As part of the MOOSE framework, CRANE has access to a wide array of
options for tuning a simulation. Solver options such as numerical
schemes, adaptive timestepping, and PETSc options are denoted in the
Executioner block. MOOSE includes multiple explicit and implicit
time integrators: available implicit methods are backward Euler, Crank
Nicolson, BDF2, DIRK, and Newmark-\(\beta\), while the available
explicit methods are forward Euler, Midpoint, and total
variation-diminishing Runge-Kutta second order method. Note that this is
only intended to be a brief summary of options relevant to CRANE. A
detailed list of all input file options are available on the MOOSE
framework website: https://mooseframework.inl.gov
Code Coupling
The largest advantage that CRANE has over similar chemistry solvers such as ZDPlasKin and CHEMKIN is that it may be natively coupled to other separately-developed MOOSE applications, without requiring additional coding from the user.

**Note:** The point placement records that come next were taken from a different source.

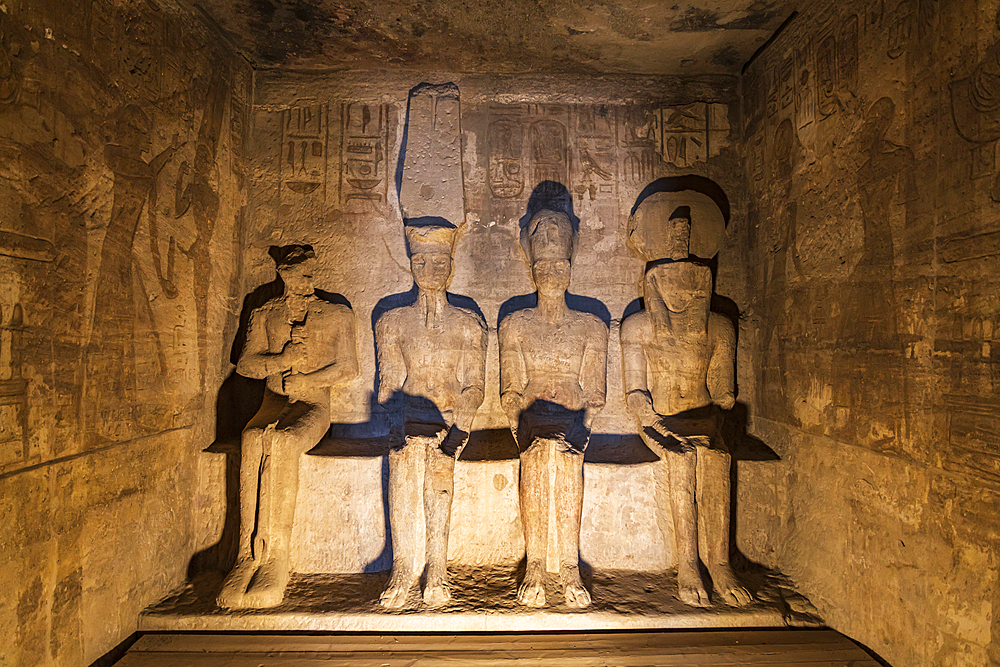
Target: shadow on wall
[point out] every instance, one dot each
(238, 400)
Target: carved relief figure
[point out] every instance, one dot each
(553, 368)
(678, 366)
(110, 397)
(432, 365)
(975, 103)
(302, 346)
(13, 386)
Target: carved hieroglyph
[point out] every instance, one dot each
(432, 365)
(678, 363)
(302, 345)
(553, 369)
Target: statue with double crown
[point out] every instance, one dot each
(432, 367)
(678, 362)
(553, 370)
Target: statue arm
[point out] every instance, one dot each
(513, 374)
(594, 370)
(391, 365)
(637, 396)
(255, 361)
(722, 367)
(343, 352)
(474, 382)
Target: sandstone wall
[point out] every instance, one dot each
(121, 194)
(325, 152)
(872, 328)
(599, 138)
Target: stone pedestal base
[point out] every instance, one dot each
(483, 600)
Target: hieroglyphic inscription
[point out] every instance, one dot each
(826, 75)
(693, 132)
(899, 28)
(786, 83)
(973, 428)
(548, 151)
(639, 130)
(847, 54)
(304, 148)
(771, 75)
(805, 96)
(506, 169)
(982, 160)
(528, 144)
(594, 151)
(364, 168)
(757, 157)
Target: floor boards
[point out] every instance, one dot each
(771, 647)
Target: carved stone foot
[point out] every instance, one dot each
(395, 594)
(532, 590)
(437, 594)
(576, 595)
(728, 586)
(234, 588)
(690, 587)
(267, 588)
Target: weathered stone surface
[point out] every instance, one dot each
(872, 324)
(697, 36)
(121, 189)
(678, 362)
(553, 372)
(302, 346)
(484, 600)
(432, 185)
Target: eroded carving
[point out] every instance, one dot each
(364, 168)
(432, 366)
(692, 133)
(432, 184)
(302, 345)
(553, 364)
(678, 365)
(13, 387)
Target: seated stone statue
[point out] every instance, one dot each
(302, 345)
(432, 365)
(553, 368)
(678, 360)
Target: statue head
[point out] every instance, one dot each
(548, 241)
(430, 248)
(682, 286)
(676, 224)
(296, 264)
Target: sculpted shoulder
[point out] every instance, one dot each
(594, 325)
(637, 326)
(720, 329)
(468, 319)
(331, 311)
(517, 320)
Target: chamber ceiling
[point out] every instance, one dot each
(508, 36)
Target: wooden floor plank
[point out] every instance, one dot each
(770, 648)
(255, 643)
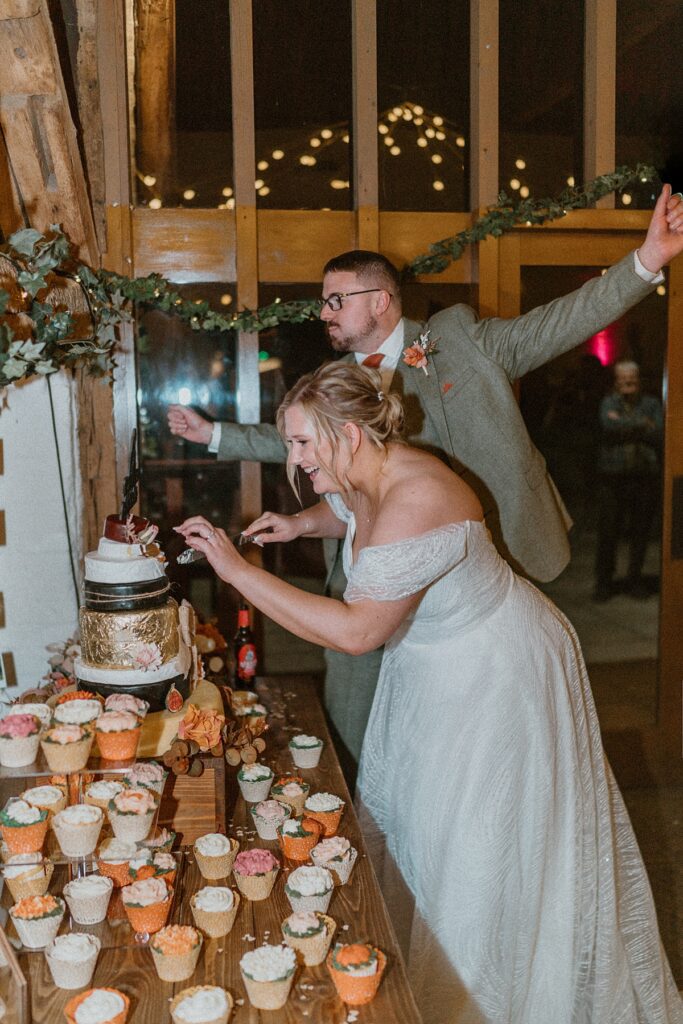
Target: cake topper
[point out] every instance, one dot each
(130, 483)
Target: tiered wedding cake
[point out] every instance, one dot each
(134, 638)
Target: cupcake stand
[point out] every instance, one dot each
(193, 807)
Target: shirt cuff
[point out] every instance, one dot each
(215, 438)
(644, 273)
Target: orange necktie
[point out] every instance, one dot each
(374, 360)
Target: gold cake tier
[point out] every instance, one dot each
(113, 639)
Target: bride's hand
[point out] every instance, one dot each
(212, 542)
(281, 528)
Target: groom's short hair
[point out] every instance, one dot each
(367, 265)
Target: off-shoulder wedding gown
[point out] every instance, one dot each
(501, 841)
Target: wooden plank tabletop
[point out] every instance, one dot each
(356, 907)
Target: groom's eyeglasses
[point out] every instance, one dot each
(335, 301)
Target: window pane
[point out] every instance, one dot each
(649, 87)
(302, 92)
(423, 99)
(183, 140)
(541, 96)
(179, 478)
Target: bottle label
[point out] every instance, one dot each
(247, 660)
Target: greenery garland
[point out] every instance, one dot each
(37, 261)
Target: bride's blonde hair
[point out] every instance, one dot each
(337, 393)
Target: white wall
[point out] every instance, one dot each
(35, 573)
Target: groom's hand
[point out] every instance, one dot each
(665, 235)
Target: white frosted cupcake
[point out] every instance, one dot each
(305, 751)
(309, 888)
(201, 1005)
(88, 898)
(214, 909)
(267, 974)
(255, 781)
(337, 854)
(100, 793)
(79, 712)
(215, 855)
(77, 828)
(131, 813)
(72, 958)
(146, 774)
(268, 815)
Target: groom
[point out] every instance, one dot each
(461, 407)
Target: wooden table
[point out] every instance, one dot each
(357, 908)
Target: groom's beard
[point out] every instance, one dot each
(351, 343)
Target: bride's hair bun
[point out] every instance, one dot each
(340, 392)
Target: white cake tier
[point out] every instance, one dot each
(131, 568)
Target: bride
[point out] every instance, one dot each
(502, 844)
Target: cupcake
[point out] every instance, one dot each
(37, 919)
(72, 958)
(23, 826)
(18, 740)
(28, 875)
(87, 899)
(175, 950)
(131, 813)
(97, 1006)
(153, 864)
(291, 790)
(100, 793)
(337, 855)
(126, 701)
(267, 974)
(113, 859)
(118, 733)
(67, 748)
(255, 872)
(298, 837)
(310, 933)
(146, 775)
(214, 909)
(268, 815)
(77, 828)
(327, 809)
(201, 1005)
(147, 904)
(81, 712)
(254, 781)
(309, 888)
(46, 798)
(356, 971)
(305, 751)
(215, 855)
(41, 711)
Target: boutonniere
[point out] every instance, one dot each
(417, 354)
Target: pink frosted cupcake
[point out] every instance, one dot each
(77, 828)
(255, 872)
(337, 854)
(131, 813)
(118, 734)
(67, 748)
(268, 815)
(126, 701)
(18, 740)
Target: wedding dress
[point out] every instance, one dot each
(501, 841)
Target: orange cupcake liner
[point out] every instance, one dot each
(299, 847)
(25, 839)
(74, 1004)
(354, 990)
(119, 745)
(329, 819)
(150, 919)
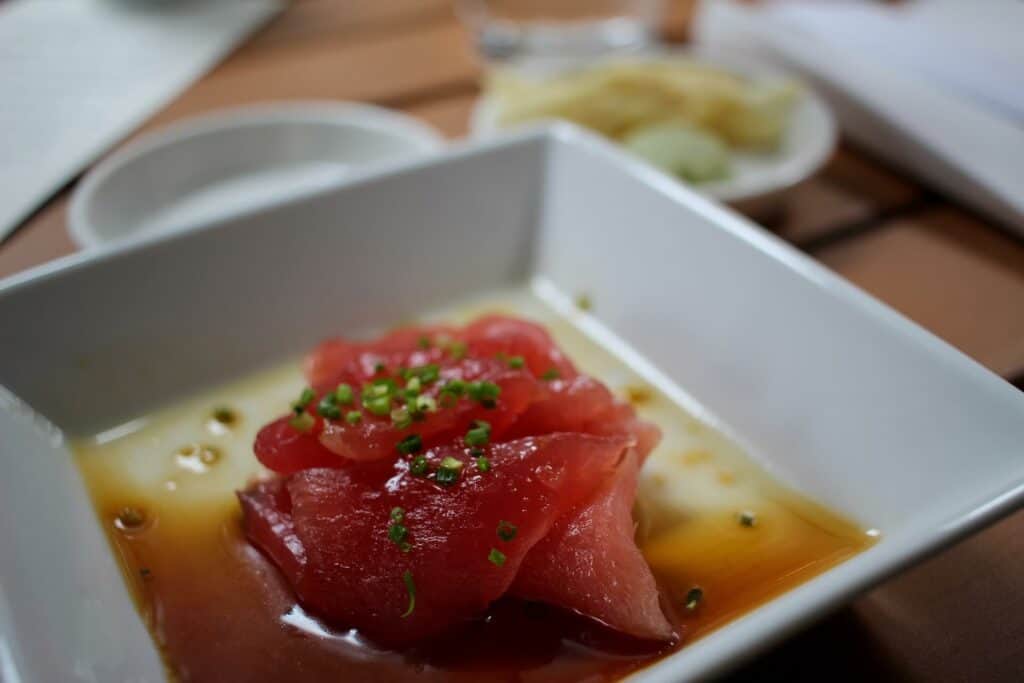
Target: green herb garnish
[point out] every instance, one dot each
(448, 473)
(425, 404)
(344, 394)
(458, 349)
(507, 530)
(410, 444)
(398, 535)
(497, 557)
(411, 589)
(419, 466)
(478, 434)
(400, 418)
(426, 374)
(328, 407)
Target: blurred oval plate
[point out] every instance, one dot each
(758, 180)
(214, 166)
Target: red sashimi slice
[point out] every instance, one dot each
(493, 335)
(354, 574)
(585, 404)
(281, 447)
(339, 360)
(266, 513)
(376, 437)
(589, 562)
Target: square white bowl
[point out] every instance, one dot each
(834, 391)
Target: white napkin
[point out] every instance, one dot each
(76, 76)
(934, 86)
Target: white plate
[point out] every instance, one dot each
(838, 394)
(212, 166)
(757, 178)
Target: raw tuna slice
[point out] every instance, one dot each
(493, 335)
(585, 404)
(339, 360)
(283, 449)
(376, 436)
(589, 562)
(266, 508)
(347, 568)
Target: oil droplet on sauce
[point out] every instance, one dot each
(197, 457)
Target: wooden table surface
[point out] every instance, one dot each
(957, 616)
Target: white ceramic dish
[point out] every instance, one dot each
(757, 179)
(212, 166)
(835, 392)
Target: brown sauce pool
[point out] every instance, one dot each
(218, 610)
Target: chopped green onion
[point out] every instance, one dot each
(401, 418)
(411, 589)
(398, 535)
(426, 404)
(302, 422)
(455, 387)
(410, 444)
(452, 463)
(343, 394)
(419, 466)
(427, 374)
(507, 530)
(449, 471)
(304, 398)
(693, 597)
(328, 407)
(458, 350)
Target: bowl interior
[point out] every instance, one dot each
(833, 391)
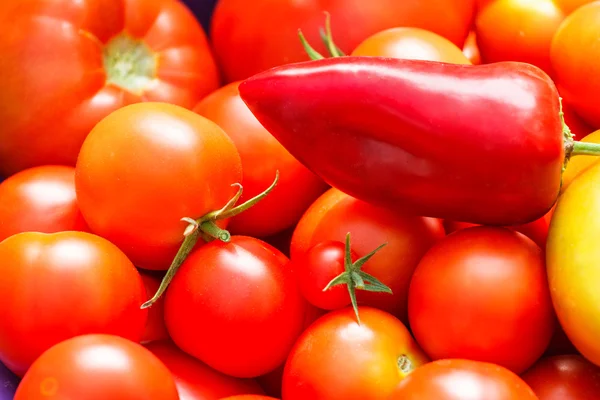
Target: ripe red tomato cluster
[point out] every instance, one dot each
(157, 242)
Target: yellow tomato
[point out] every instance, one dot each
(573, 262)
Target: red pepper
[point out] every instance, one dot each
(484, 144)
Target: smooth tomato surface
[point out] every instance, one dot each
(60, 285)
(97, 367)
(516, 30)
(572, 256)
(195, 380)
(564, 377)
(67, 64)
(458, 379)
(486, 289)
(413, 44)
(573, 53)
(40, 199)
(267, 34)
(146, 166)
(236, 307)
(408, 237)
(262, 155)
(336, 358)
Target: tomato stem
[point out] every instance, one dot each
(205, 227)
(354, 278)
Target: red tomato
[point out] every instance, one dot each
(60, 285)
(486, 289)
(574, 53)
(155, 325)
(146, 166)
(516, 30)
(411, 43)
(40, 199)
(195, 380)
(564, 377)
(316, 268)
(461, 380)
(97, 367)
(336, 358)
(236, 307)
(408, 237)
(67, 64)
(267, 34)
(262, 155)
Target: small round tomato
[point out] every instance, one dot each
(236, 307)
(40, 199)
(196, 380)
(564, 377)
(572, 256)
(574, 53)
(155, 325)
(486, 289)
(408, 237)
(516, 30)
(457, 379)
(60, 285)
(337, 358)
(144, 168)
(97, 367)
(262, 155)
(411, 43)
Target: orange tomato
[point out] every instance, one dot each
(411, 43)
(517, 30)
(575, 52)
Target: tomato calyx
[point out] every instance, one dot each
(129, 64)
(206, 228)
(354, 278)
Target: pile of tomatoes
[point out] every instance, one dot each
(156, 242)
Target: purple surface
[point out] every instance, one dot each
(203, 10)
(8, 383)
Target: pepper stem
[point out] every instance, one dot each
(354, 278)
(205, 227)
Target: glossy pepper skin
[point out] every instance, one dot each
(481, 144)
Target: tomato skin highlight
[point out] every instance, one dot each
(45, 275)
(457, 379)
(57, 84)
(336, 358)
(97, 367)
(40, 199)
(252, 311)
(486, 289)
(146, 166)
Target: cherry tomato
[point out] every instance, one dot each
(67, 64)
(516, 30)
(146, 166)
(155, 325)
(195, 380)
(40, 199)
(236, 307)
(262, 155)
(408, 237)
(574, 52)
(411, 43)
(267, 34)
(572, 255)
(336, 358)
(486, 289)
(60, 285)
(97, 367)
(316, 268)
(564, 377)
(457, 379)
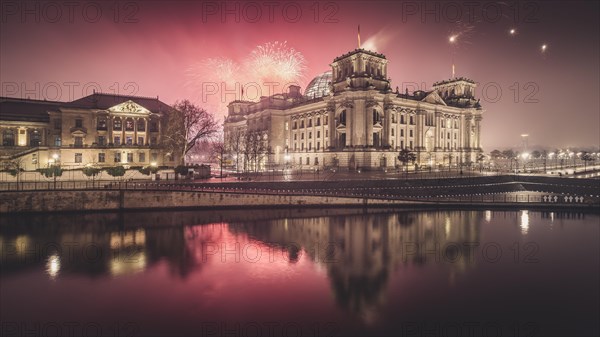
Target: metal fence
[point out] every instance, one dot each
(475, 198)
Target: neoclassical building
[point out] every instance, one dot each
(99, 129)
(350, 117)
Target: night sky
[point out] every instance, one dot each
(551, 94)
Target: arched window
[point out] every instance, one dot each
(343, 117)
(117, 124)
(129, 124)
(35, 138)
(101, 125)
(8, 138)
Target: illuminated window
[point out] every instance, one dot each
(129, 124)
(101, 123)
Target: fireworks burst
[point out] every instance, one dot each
(275, 61)
(224, 79)
(213, 70)
(461, 34)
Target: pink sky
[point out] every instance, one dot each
(557, 102)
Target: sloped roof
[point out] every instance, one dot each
(105, 101)
(26, 110)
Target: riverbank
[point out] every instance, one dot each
(118, 200)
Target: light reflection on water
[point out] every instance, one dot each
(360, 270)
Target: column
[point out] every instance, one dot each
(135, 120)
(387, 124)
(146, 141)
(109, 122)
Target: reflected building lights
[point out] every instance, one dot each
(524, 222)
(53, 266)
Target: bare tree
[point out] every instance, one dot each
(187, 125)
(217, 153)
(234, 145)
(255, 150)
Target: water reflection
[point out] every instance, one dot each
(53, 266)
(360, 257)
(360, 253)
(524, 222)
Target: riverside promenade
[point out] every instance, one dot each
(370, 191)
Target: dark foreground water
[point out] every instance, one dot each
(301, 273)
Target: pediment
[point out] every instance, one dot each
(129, 107)
(433, 98)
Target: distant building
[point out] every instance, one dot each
(99, 129)
(350, 117)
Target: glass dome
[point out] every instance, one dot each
(319, 86)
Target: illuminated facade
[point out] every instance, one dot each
(100, 129)
(358, 121)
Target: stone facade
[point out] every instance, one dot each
(100, 130)
(361, 123)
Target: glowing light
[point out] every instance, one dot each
(488, 216)
(53, 266)
(524, 222)
(248, 78)
(276, 61)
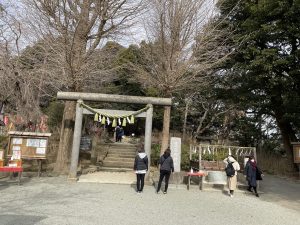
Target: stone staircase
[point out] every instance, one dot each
(119, 158)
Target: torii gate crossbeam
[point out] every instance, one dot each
(79, 97)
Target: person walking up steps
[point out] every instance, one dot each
(166, 167)
(252, 173)
(232, 166)
(141, 168)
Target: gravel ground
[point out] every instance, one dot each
(56, 201)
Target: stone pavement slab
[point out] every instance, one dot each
(45, 201)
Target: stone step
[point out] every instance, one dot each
(118, 164)
(115, 169)
(120, 155)
(123, 146)
(121, 151)
(117, 159)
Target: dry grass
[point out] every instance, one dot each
(276, 164)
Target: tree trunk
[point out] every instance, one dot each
(184, 121)
(66, 136)
(288, 135)
(166, 129)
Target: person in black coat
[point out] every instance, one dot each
(252, 173)
(166, 167)
(141, 168)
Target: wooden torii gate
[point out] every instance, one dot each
(80, 97)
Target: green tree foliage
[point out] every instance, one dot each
(263, 74)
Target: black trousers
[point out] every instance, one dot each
(140, 181)
(166, 174)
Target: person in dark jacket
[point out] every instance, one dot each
(252, 173)
(141, 168)
(166, 167)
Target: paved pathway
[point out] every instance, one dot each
(46, 201)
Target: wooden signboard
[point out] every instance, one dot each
(27, 145)
(296, 149)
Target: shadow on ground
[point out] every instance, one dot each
(15, 219)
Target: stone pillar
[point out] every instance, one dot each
(76, 142)
(176, 152)
(148, 132)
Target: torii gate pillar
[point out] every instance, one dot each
(76, 141)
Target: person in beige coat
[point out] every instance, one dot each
(232, 180)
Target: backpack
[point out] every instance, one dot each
(230, 171)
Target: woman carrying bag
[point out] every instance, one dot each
(166, 167)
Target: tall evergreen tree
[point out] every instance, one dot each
(263, 74)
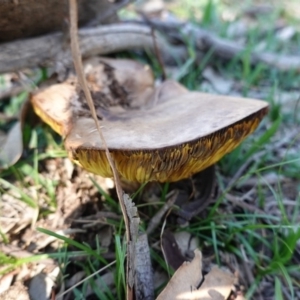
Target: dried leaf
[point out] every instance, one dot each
(41, 285)
(133, 219)
(144, 288)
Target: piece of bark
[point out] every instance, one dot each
(206, 40)
(27, 18)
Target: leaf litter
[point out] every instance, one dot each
(80, 181)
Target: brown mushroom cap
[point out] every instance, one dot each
(172, 135)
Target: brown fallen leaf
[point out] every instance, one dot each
(183, 285)
(185, 280)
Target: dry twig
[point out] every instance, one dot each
(76, 55)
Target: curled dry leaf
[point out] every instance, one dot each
(184, 284)
(11, 147)
(162, 134)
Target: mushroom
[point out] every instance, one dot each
(154, 134)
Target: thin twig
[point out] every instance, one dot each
(158, 55)
(58, 297)
(76, 55)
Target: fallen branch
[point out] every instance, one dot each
(53, 49)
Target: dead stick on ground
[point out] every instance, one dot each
(76, 55)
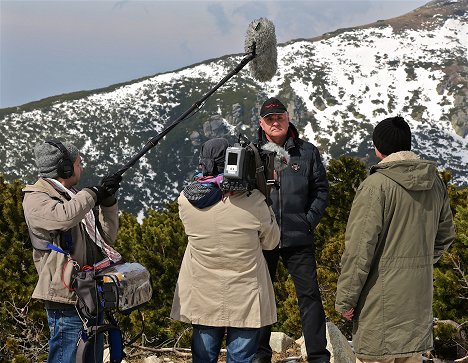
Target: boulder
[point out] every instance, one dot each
(279, 342)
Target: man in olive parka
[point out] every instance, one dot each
(399, 225)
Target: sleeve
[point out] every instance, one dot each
(45, 213)
(269, 233)
(318, 190)
(445, 231)
(362, 234)
(109, 220)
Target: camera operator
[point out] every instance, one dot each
(298, 205)
(67, 235)
(224, 285)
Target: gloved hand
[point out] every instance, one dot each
(111, 183)
(101, 193)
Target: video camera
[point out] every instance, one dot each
(248, 167)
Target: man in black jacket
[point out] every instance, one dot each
(298, 204)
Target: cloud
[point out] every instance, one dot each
(223, 23)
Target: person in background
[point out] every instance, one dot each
(69, 229)
(224, 286)
(399, 225)
(298, 204)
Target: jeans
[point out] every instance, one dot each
(241, 344)
(300, 263)
(65, 328)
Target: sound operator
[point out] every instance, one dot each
(67, 235)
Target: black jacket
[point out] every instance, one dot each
(302, 197)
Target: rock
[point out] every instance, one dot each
(279, 342)
(152, 359)
(106, 356)
(337, 344)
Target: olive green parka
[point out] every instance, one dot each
(399, 225)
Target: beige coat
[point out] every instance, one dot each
(48, 213)
(224, 279)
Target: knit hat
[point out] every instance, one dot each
(212, 156)
(272, 106)
(392, 135)
(48, 156)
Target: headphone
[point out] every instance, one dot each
(65, 168)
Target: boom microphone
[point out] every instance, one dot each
(261, 41)
(281, 157)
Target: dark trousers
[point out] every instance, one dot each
(300, 263)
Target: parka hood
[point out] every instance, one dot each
(406, 169)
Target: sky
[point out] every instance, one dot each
(48, 48)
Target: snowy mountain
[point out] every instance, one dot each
(336, 87)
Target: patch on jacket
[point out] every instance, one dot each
(295, 167)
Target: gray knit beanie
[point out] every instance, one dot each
(48, 156)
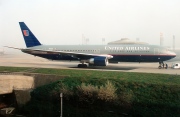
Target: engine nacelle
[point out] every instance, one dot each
(99, 61)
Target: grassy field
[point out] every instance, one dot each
(105, 94)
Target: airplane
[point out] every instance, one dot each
(94, 55)
(1, 51)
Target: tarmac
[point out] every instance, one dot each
(26, 60)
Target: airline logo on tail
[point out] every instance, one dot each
(26, 32)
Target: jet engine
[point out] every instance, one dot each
(98, 61)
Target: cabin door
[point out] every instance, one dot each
(156, 51)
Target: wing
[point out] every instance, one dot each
(74, 54)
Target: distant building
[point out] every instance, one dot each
(126, 41)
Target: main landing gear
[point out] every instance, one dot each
(82, 65)
(162, 65)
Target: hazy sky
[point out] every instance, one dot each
(60, 22)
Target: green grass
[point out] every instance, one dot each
(150, 78)
(145, 94)
(13, 69)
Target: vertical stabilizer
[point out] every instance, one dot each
(29, 37)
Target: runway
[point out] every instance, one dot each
(25, 60)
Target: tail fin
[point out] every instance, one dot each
(29, 37)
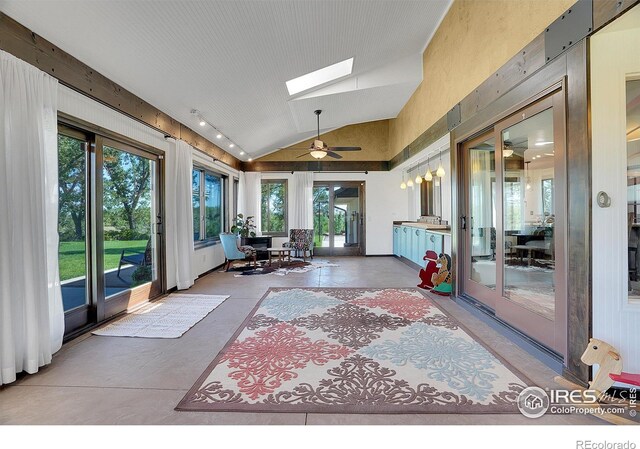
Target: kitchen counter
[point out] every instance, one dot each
(436, 229)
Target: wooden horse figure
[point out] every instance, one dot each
(429, 270)
(441, 280)
(610, 366)
(603, 354)
(600, 353)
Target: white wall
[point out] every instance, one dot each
(82, 107)
(384, 203)
(614, 55)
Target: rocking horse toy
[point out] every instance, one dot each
(436, 275)
(610, 371)
(429, 270)
(609, 361)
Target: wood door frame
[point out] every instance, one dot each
(470, 286)
(552, 333)
(331, 249)
(124, 300)
(99, 308)
(549, 81)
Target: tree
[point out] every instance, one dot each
(273, 201)
(126, 182)
(71, 182)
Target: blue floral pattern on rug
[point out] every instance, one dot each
(290, 304)
(463, 364)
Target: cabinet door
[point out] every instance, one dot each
(420, 247)
(404, 241)
(396, 236)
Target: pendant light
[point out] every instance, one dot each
(440, 172)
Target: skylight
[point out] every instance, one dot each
(320, 76)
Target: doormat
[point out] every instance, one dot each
(354, 350)
(280, 268)
(169, 317)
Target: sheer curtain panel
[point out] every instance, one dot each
(251, 195)
(31, 314)
(183, 206)
(302, 201)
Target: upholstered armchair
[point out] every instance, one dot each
(300, 240)
(234, 252)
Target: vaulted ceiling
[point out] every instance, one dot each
(230, 59)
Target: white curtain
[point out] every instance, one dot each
(301, 197)
(31, 312)
(250, 193)
(181, 172)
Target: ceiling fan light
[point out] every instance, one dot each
(318, 154)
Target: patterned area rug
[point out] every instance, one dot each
(169, 317)
(353, 350)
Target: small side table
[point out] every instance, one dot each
(282, 252)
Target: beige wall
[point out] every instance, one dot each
(372, 137)
(474, 40)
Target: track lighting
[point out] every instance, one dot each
(203, 122)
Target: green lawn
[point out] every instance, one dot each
(72, 257)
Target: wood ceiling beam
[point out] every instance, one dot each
(24, 44)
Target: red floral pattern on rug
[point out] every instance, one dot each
(404, 304)
(271, 357)
(354, 350)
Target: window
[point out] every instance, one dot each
(274, 207)
(208, 205)
(236, 188)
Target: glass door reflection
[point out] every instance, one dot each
(529, 214)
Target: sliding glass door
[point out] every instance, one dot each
(514, 242)
(73, 252)
(338, 220)
(130, 223)
(110, 225)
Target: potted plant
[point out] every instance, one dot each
(243, 227)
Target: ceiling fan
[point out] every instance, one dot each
(319, 149)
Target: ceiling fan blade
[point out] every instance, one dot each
(345, 148)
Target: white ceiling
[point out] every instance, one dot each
(230, 59)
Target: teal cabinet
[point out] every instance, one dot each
(412, 243)
(420, 246)
(396, 240)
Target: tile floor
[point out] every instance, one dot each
(119, 380)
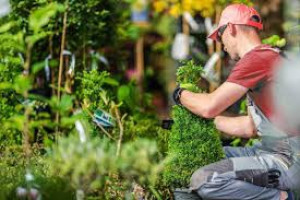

For example, when coupled to the low temperature plasma transport code, Zapdos, all of the functionality built into CRANE becomes natively accessible by Zapdos through the application’s input file. No data transfer is necessary in this case since the codes are compiled together and treated as a single application. In this way the problem becomes a fully coupled system of drift-diffusion-reaction equations.